Construction of Explicit classifier in Feature Hilbert space

Hi @Maria_Schuld, I am a beginner in in the quantum machine learning and was going through the paper QML in feature hilbert space. At one point I am little confused, it will be great if either of you help in clarifying.

In the paper at page #7 the statement “Since this probability depends on the displacement and squeezing intensity, it is better to define two probabilities, say p(n1 = 2; n2 = 0) and p(n1 = 0; n2 = 2), as
a one-hot encoded output vector (o0; o1).”
Here my doubt is why we are considering 2. Is it representing probability or photon count. I am bit confused. if you kindly give a brief explanation to it.

Thanks and Regards

Thanks for the question @Satanik_Mitra!

I think I can answer that question (hopefully a suitable proxy for @Maria_Schuld, as I’m the other author on that paper :wink:).

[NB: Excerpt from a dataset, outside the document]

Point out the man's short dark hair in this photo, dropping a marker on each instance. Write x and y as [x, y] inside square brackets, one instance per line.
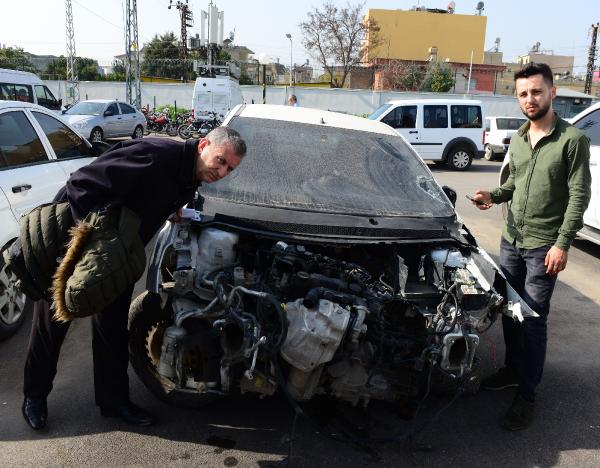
[225, 136]
[533, 68]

The (ideal) squeezing operation always creates photons in even numbers. If you squeeze the vacuum state, you end up with a superposition state like
c_0\vert n=0\rangle + c_2 \vert n=2 \rangle + c_4\vert n=4 \rangle + \dots
The odd photon numbers have zero probability no matter what the squeezing, so we don’t want to use their probabilities as a feature!

Now, if you introduce displacement, you can start having odd photon-numbers having nonzero probability in addition to the even numbers.

So because of the behaviour of odd photon numbers in the case of no displacement, we’ve chosen to exclude them from consideration when building the model.

Thanks @nathan for the help. Can you please describe the intuition behind choosing the ansatz of quadratic and cubic phases. can we go with gaussian gates only?

Hi @Satanik_Mitra,

The basic intuition here is that if we went with purely Gaussian gates, everything would be efficiently classically simulable (so less interesting :smile:). You’d expect little difference in performance to classical kernels. With cubic phase gates (or quartic phase), you start making things much harder to simulate classically, and hence can explore classically inaccessible kernels.